Sentinel vs Cluster: Sentinel is for high availability of a single dataset. Cluster is for horizontal scaling across multiple nodes. If your data fits on one machine but you need failover, use Sentinel. If you need more capacity, use Cluster.

Common Use Cases in System Design

Session Storage

Store user sessions in Redis instead of the application server. This enables stateless application servers (any server can handle any request).

1

2

3

4

5

6

7

# On login
redis.setex(f"session:{session_id}", 3600, json.dumps(user_data))

# On each request
session = redis.get(f"session:{session_id}")
if session is None:
    redirect_to_login()

Leaderboards

Sorted sets make leaderboards trivial and efficient.

# Add/update score
redis.zadd("leaderboard:weekly", {user_id: score})

# Get top 100
top_100 = redis.zrevrange("leaderboard:weekly", 0, 99, withscores=True)

# Get user's rank
rank = redis.zrevrank("leaderboard:weekly", user_id)

All operations are O(log N) — fast even with millions of users.

Rate Limiting

Redis is ideal for distributed rate limiting because it is fast and supports atomic operations. See the Rate Limiting article for detailed algorithms.

1

2

3

4

5

6

7

# Simple fixed-window rate limiter
key = f"ratelimit:{user_id}:{current_minute}"
count = redis.incr(key)
if count == 1:
    redis.expire(key, 60)
if count > MAX_REQUESTS_PER_MINUTE:
    reject_request()

Distributed Locks

Use `SET NX EX` for simple distributed locks (the Redlock algorithm extends this for multi-node safety).

# Acquire lock
acquired = redis.set("lock:resource", lock_id, nx=True, ex=10)
if not acquired:
    raise LockError("Resource is locked")

# Release lock (only if we own it)
if redis.get("lock:resource") == lock_id:
    redis.delete("lock:resource")

Pub/Sub for Real-Time Features

Redis Pub/Sub enables simple real-time message broadcasting.

# Publisher
redis.publish("chat:room:42", json.dumps(message))

# Subscriber
pubsub = redis.pubsub()
pubsub.subscribe("chat:room:42")
for message in pubsub.listen():
    handle_message(message)

Caveat: Redis Pub/Sub is fire-and-forget — if a subscriber is disconnected, it misses messages. For durable messaging, use Redis Streams or a proper message queue.

Performance Considerations

Single-threaded model: Redis processes commands sequentially on a single thread. This means no locking overhead and atomic operations by default, but a single slow command (e.g., `KEYS *` on a large dataset) blocks everything. Never use `KEYS` in production — use `SCAN` instead.

Pipelining: Batch multiple commands into a single network round trip. This can improve throughput by 5-10x for bulk operations.

Memory optimization: Redis stores everything in memory, so memory efficiency matters.
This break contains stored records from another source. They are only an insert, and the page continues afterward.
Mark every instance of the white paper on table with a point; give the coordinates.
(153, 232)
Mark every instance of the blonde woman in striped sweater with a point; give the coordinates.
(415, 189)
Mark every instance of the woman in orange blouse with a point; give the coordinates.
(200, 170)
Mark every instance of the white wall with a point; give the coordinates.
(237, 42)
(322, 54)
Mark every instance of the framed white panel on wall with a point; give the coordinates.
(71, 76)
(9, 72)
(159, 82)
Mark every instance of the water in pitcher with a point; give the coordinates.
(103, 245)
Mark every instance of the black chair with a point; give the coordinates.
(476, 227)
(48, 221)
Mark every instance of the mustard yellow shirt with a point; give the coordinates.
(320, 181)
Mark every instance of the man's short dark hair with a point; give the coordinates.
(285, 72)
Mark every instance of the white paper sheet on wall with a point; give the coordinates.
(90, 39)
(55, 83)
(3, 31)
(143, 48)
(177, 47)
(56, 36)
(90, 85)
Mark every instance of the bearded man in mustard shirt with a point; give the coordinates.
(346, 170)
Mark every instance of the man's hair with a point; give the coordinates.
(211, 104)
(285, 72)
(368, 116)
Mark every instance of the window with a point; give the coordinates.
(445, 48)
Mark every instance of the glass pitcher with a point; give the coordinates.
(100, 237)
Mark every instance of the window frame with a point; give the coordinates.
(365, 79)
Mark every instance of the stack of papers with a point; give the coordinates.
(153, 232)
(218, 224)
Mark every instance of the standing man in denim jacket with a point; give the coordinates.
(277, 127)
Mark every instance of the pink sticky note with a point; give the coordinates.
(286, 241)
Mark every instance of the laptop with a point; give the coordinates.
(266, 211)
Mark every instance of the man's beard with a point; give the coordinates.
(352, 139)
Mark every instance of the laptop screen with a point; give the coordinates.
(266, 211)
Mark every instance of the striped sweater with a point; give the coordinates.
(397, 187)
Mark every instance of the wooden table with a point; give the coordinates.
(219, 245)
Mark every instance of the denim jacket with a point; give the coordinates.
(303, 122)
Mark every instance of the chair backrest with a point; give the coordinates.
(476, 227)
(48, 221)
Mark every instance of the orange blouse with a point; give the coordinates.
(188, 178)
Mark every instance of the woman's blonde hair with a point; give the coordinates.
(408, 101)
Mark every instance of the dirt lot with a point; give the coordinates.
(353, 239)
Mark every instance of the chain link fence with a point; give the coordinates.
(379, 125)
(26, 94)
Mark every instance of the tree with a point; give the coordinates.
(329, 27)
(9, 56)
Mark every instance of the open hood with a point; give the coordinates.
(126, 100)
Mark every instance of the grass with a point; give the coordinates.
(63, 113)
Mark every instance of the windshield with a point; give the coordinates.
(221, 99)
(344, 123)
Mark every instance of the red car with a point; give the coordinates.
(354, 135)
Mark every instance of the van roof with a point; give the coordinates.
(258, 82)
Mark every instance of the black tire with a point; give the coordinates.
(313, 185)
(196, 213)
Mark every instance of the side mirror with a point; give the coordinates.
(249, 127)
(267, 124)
Use hashes for small objects (Redis optimizes hashes with fewer than ~100 fields into a compact encoding). Set appropriate maxmemory and eviction policies.

Interview Tips

Do not just say "use Redis." Specify what data structure you are using and why. "We will use a Redis sorted set for the leaderboard because it gives us O(log N) rank lookups and range queries" is much better than "we will cache it in Redis."

Know the eviction policies. If an interviewer asks what happens when Redis runs out of memory, explain LRU/LFU eviction. If your data must not be evicted, discuss either sizing Redis appropriately or using the noeviction policy.

Discuss persistence tradeoffs. For caching, persistence may be unnecessary. For session storage or rate limiting state, AOF with everysec is a good default. Be able to explain why.

Mention Cluster for scale. If your system needs more than ~25GB of cache or more than ~100K operations per second, a single Redis instance is not enough. Mention Redis Cluster and the hash slot mechanism.

Address single points of failure. A single Redis instance is a SPOF. In production, you need either Sentinel (for failover) or Cluster (for both scaling and failover). Always mention this in your design.

Know the limitations: Redis is not a replacement for a database. It should not be your only copy of important data (unless you are comfortable with the persistence tradeoffs). Always have a source of truth that is more durable.